Pertandingan sempat berjalan sama kuat sepanjang 45 menit pertama sebelum gol di pengujung pertandingan menentukan kemenangan bagi tuan rumah.
Kemenangan ini memperbaiki posisi Parma dengan sekarang mereka menghuni urutan kesembilan, tepat membawahi Torino, di mana kedua tim memiliki poin yang sama yakni sembilan.
Di pertandingan kali ini, Parma sedikit diuntungkan karena tim tamu harus kehilangan pemainnya sejak babak pertama. Bremer diganjar dua kartu kuning, yang membuatnya harus meninggalkan lapangan.
Parma mengawali pertandingan ini dengan spirit positif. Baru dua menit setelah kick-off, gawang Torino sudah jebol melalui aksi Dejan Kulusevski, mengoptimalkan sodoran Gervais Gervinho. 1-0, Parma berada di atas angin.
GettyNamun, keunggulan ini tidak bertahan lama. Kerja sama antara Simone Verdi dan Cristian Ansaldi berbuah gol bagi nama terakhir untuk menyeimbangkan skor.
Dua menit sebelum paruh pertama rampung. tim tamu memperoleh penalti. Andrea Belotti yang maju sebagai eksekutor, menjalankan tugasnya dengan sempurna. Skor berbalik 2-1 untuk keunggulan Torino.
Akan tetapi, Parma menolak menyerah. Di masa tambahan waktu babak pertama, Kulusevski memberikan servis matang untuk diselesaikan dengan baik oleh Andreas Cornelius. Babak pertama ditutup dengan kedudukan sama kuat, 2-2.
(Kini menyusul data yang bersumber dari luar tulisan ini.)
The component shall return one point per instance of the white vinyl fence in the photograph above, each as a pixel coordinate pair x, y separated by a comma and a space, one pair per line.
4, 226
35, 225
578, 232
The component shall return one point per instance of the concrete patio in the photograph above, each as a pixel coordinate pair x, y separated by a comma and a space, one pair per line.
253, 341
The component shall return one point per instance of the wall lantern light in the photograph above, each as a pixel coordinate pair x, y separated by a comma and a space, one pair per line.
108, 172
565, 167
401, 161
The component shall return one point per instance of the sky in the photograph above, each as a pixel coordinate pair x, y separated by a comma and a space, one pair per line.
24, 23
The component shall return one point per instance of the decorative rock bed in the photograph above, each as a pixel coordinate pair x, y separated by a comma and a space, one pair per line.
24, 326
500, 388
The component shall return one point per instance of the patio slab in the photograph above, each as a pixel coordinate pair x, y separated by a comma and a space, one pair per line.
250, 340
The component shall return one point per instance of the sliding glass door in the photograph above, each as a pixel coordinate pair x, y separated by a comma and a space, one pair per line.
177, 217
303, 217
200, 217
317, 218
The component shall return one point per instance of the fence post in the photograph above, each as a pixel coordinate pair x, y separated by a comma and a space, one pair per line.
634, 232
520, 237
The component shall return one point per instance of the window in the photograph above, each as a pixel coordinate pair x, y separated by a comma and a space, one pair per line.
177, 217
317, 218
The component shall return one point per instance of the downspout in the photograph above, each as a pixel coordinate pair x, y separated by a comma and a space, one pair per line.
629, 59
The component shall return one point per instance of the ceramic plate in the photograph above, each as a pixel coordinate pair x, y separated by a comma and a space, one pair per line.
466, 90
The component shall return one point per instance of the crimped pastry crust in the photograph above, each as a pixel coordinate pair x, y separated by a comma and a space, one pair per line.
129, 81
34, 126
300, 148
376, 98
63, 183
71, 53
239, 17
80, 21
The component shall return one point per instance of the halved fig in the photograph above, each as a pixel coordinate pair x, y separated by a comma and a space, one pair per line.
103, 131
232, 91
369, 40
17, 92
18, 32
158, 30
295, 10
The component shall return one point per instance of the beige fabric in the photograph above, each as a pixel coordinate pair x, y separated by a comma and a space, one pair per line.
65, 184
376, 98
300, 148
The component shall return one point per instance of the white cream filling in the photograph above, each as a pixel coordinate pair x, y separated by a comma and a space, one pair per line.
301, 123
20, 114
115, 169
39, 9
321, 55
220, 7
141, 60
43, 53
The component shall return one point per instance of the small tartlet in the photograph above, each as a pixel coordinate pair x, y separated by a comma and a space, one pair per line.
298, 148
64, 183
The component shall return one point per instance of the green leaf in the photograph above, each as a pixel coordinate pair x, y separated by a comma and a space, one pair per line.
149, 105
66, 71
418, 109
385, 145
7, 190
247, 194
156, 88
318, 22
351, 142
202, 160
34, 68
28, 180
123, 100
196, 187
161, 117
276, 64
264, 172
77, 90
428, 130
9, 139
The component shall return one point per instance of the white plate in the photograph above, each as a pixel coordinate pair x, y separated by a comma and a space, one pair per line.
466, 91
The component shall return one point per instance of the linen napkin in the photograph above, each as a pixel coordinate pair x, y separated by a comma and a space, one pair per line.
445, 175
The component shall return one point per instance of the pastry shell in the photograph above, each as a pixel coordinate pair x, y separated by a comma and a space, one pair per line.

Selepas jeda, pertandingan berjalan alot. Namun, keputusan pelatih Roberto D'Aversa memasukkan Roberto Inglese terbukti jitu.
Dua menit sebelum wasit meniup peluit panjang, Inglese mencuat untuk mencetak gol penentu kemenangan yang mengubah skor jadi 3-2 untuk menghadirkan tiga poin bagi Parma.